1. The system uses S7-400 and S7-300 series PLCs as the core components of the logic function control system. The CPU of this PLC system has a medium to large program storage capacity, and its PROFIBUS interface allows for the establishment of a distributed automation system structure. It features high speed and ease of processing. The master station consists of one S7-400 unit installed in the main electrical cabinet. Independent substations composed of S7-300 units can be established on the material handling machine, cigarette rolling machine, and assembly machine. The use of a DP bus structure simplifies the entire system and provides strong anti-interference capabilities. The system uses FM 355S closed-loop control modules or analog input/output modules to control the heating elements of the unit. PT100 platinum resistance thermometers are used for temperature signal acquisition. Temperature control of each heater is achieved through PID algorithms or self-optimizing temperature control algorithms. Temperature parameters can be set and modified via an industrial computer touchscreen, and temperature values and alarm status are displayed in real time.
2. The unit uses a Siemens PC670 touch screen industrial computer for status monitoring and real-time data acquisition and processing. The main aspects include:
a. Status Display: Status display includes operating status such as machine high speed, machine low speed, cigarette density detection, cigarette quality detection, etc.
b. Safety Interlocks. Safety interlocks include various protective cover switches. When a protective cover is opened, the display screen will show the corresponding safety interlock information, the operating machine will stop running, and the power supply to the relevant actuators will be cut off to ensure the safety of operators and the unit.
c. Operating Conditions Operating conditions include motor protection switches, auxiliary device switches, etc. When these switches are in their normal positions, the display screen will show a machine-ready message and allow the unit to operate.

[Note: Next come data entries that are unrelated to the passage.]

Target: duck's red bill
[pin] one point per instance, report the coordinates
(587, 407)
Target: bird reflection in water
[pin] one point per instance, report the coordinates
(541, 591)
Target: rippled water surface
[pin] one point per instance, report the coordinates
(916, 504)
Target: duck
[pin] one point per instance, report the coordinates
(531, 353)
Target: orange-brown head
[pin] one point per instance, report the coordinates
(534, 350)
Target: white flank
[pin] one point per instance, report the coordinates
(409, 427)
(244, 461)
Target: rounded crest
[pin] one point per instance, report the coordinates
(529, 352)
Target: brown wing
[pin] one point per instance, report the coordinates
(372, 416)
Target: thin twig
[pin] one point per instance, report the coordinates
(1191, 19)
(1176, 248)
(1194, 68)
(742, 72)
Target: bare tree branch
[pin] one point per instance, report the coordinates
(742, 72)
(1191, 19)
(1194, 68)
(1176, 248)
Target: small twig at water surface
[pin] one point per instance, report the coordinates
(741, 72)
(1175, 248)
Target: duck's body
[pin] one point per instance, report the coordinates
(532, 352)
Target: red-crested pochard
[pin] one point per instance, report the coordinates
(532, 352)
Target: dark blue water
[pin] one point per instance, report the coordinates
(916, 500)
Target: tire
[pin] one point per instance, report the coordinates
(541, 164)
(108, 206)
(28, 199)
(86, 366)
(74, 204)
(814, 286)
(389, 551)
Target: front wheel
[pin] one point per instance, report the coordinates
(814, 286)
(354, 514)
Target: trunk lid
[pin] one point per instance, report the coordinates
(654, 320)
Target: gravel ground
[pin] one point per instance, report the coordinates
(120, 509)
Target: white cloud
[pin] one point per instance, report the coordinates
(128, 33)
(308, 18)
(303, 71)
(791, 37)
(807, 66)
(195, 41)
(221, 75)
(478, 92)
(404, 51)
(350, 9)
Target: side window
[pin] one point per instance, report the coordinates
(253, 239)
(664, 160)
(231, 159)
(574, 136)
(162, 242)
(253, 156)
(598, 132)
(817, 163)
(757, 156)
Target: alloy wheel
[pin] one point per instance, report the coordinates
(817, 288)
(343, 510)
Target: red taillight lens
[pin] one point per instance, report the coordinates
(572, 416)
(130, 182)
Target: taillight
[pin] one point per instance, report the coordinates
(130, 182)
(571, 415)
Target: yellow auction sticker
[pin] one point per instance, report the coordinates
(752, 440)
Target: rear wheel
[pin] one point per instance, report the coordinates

d. Data shows that the data includes machine operating speed, heater temperature,
e. Production Reports: Production reports include team information, finished product output, effective operating rate, production time, etc.
f. Fault Reports: Fault reports display information such as the time of occurrence of various fault states that cause unit shutdown and the duration of downtime.
3. Servo control technology is applied, using servo control units and servo motors to independently drive the two tobacco rollers, air chamber, and splitting blade on the feeder. A rotary encoder is used to synchronously track the main drive shaft, and this signal controls each servo unit. A German LENZE servo controller drives the AC servo motor. An incremental encoder mounted on the running paper disc transmission mechanism collects the real-time speed of the running paper disc, and based on the ramp voltage signal from the unit's PLC, the spare paper disc is gradually accelerated to achieve the same linear speed as the running paper disc to complete the overlapping action.
The schematic diagram of the modification is as follows:
The original DC speed control system of the machine was upgraded by using a variable frequency drive (VFD) and a three-phase AC asynchronous motor. The operation control of the VFD is implemented by a PLC program.
4. The cigarette tobacco density control and quality inspection system uses a new TI C32 series DSP microprocessor unit as the control core and is connected to the DP network using a Siemens SPC3DP communication chip. In addition to retaining all the functions of the original machine, it also adds the function of detecting and rejecting cigarettes with excessive tobacco density variation coefficient and the function of detecting and rejecting double-layer joints of paper rolls and tipping paper.